The judgement sent a “clear message to landholders that if they flout NSW water management laws, they risk the full force of the law,” said Grant Barnes, Chief Regulatory Officer of the NRAR. “Unauthorised works can cause instability of stream banks, soil erosion and an increase in sediment as well as destruction of habitat.”

Another local court case, this time on the NSW South Coast, involved an individual being convicted of two offences - clearing vegetation & depositing material, as well as building a boat ramp, on land fronting the Clyde River over a two-year period. The waterfront land in question was also adjacent to a Marine Park and on Crown Land, and the harm involved the clearing of more than 500 square metres of woody native vegetation and potential pollution from excavation and erosion at the site. 
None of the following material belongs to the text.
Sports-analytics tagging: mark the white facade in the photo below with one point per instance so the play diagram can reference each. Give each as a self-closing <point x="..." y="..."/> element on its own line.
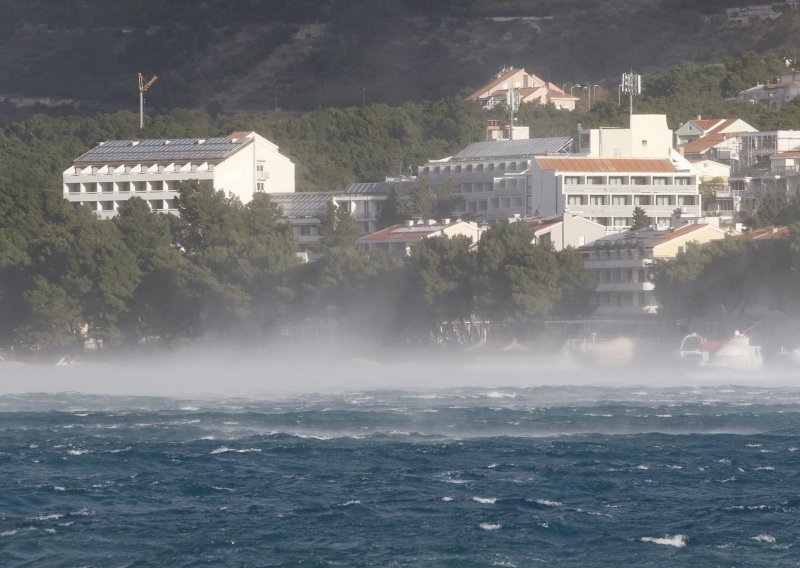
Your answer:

As the defendant showed genuine remorse, and entered a guilty plea as early as possible, the magistrate granted them a 25% discount on the penalty, handing down $7500 per offence (instead of $10,000) and ordering the defendant pay a total $15,000 fine. 

In one of the largest fines, a Mildura wine company was last year slapped with almost $500,000 in fines for illegally siphoning water from an irrigation pipeline over a three-year period. 

Want to avoid a fine? Then seek regulatory approval for a “controlled activity” on waterfront land, activities such as:

  • Construction; erecting a building and similar 
  • Removing material such as rocks, sand, gravel and/or plants
  • Depositing material on waterfront land, from landfill to organic matter including rocks, gravel and boulders
  • Embarking on full-scale construction of infrastructure such as bridges, roads, sea walls, re-aligning channels and/or taking any measures to control erosion.